Fox declares war on march
The defence secretary has written to Chris Huhne arguing that power lines should be buried to protect picturesque countryside
James Gillespie and Mark Hookham Published: 28 August 2011
Liam Fox fears the pylons will ruin the landscape in his rural constituency (Jon Bower)
The energy secretary, Chris Huhne, has been accused by his cabinet colleague, Liam Fox, of resorting to a quick fix that threatens to blight the countryside with hundreds of giant electricity pylons.
Fox, the defence secretary, argues in a letter to Huhne seen by The Sunday Times that burying power lines underground or underwater could be cheaper in the long term.
His intervention comes as National Grid pushes ahead with plans to criss-cross some of Britain’s most beautiful countryside with more than 400 miles of 150ft pylons to harness power from wind farms and the next generation of nuclear power stations.
In a direct challenge to his own government’s integrity, Fox writes in the letter, dated June 20: “If we are to have credible green credentials then the decision needs to be taken on more than short-term economics ignoring the environmental impact in the longer term.”
Speaking this weekend, Fox said that the choice of pylons was “short termism of the worst sort”. He added: “We are making decisions that will affect our environment for the next 50 years.”
Fox is angered by the plans because his North Somerset constituency is affected by a proposed 37-mile route of giant pylons to take power from Hinkley Point C power station to Avonmouth.
The new power lines, to be strung between 150ft pylons rather than the conventional 85ft ones, also threaten to blight Snowdonia, the Kent Downs and Dedham Vale, the landscape on the Essex-Suffolk border made famous by the painter Constable. The broadcaster Griff Rhys Jones, who has a home in the village of Holbrook, Suffolk, has said: “There is an almost unanimous voice against this dreadful eyesore ruining an area of great beauty.”
The latest route to be added to the list is the Forest of Bowland in Lancashire where National Grid needs to route power from Sellafield in Cumbria and Heysham in Lancashire.
In Scotland, plans are underway to replace smaller pylons with the giant ones on a 137-mile stretch from Beauly near Inverness across the Highlands to Denny near Grangemouth, to link wind farms to the national grid.
Fox said that putting a line of pylons across some of the most beautiful countryside in the west of England was unnecessary. “Taking power from Hinkley to Avonmouth is a straight line under the sea. We already have an undersea connection from Scotland to Northumberland so the technology exists, the precedent exists and in the long term it’s no more costly than pylons.”
Tessa Munt, Liberal Demorcrat MP for Wells, Somerset, whose constituents will also be affected by the pylon route, said: “Using tunnels means lower maintenance costs, less compensation and no visual damage. The Somerset Levels are beautiful and they want to build a line of giant pylons across them.”
Fox’s letter cites research which compares the costs of pylons with underground cables for the Somerset route.
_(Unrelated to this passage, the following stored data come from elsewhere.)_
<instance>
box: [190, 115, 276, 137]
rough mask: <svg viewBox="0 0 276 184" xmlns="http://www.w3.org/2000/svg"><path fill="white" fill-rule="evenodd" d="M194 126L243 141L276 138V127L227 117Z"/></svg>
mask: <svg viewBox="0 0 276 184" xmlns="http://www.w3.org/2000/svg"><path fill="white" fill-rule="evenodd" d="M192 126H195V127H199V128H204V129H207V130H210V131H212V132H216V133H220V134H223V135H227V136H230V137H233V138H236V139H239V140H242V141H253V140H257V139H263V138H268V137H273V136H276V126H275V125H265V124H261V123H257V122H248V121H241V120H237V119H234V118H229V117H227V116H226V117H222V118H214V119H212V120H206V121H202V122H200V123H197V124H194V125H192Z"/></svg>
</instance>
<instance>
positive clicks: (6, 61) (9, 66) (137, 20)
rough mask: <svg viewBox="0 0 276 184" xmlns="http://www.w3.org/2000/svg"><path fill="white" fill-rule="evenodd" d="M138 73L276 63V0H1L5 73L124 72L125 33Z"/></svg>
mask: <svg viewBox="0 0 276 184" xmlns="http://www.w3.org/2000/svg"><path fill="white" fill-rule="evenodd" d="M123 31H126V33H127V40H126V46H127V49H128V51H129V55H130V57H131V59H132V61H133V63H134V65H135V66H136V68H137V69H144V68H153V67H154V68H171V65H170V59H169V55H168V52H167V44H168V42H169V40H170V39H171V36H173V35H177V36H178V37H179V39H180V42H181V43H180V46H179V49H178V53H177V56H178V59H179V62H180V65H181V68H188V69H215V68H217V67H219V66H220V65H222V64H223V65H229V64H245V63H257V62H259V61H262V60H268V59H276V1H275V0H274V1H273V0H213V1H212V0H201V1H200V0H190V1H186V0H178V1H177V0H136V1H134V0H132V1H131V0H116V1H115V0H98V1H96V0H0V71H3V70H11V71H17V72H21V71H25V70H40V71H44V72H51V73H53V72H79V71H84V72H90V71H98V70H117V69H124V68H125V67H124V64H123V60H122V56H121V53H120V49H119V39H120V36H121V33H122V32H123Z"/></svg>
National Grid has said pylons cost about £2.2m a mile while going underground can cost 10 times more. But that is just the initial cost and, Fox claims in the letter, the financial calculations are reversed over their 40-year life-span.
“As you can see,” he writes, “if the costs of the extra plant required for overhead pylons (the need for connections at regular intervals to ensure efficiency of transmission and minimise loss) is included, then the costs rise substantially.”
Over a 40-year period the cost of pylons on the Somerset route is put at £1.12 billion in the research document and the cost of using underground gas insulated lines at £519m.
The research was done by Chris Ambrose, a former director of Ove Arup, the engineering group, and Hugh Pratt, a member of the International Electrotechnical Commission, an official standards body. They say many of the calculations are based on figures from Siemens, the energy company, although Siemens told Fox it disagreed with some of their conclusions and the figures had been “extrapolated”.
In the letter, Fox also challenges Huhne over National Grid’s consultation procedure for the pylons, accusing the company of indulging in PR exercises but “not a proper public consultation”.
A report commissioned by National Grid comparing the costs of all the alternatives was supposed to have been completed by February this year but the energy consultants doing the report, KEMA, have quit, claiming they could not get enough data to produce a viable study. Planning decisions for some of the power lines, such as the one in Suffolk, may have to be taken next year if they are to be built on schedule.
Tim Yeo, Tory MP for Suffolk South and Commons energy and climate change select committee chairman, said: “National Grid are still rooted in a 1960s mindset which means if you need new transmission capacity you build some pylons.”
National Grid said underground gas-insulated lines were a new development and “unproven” for long distances.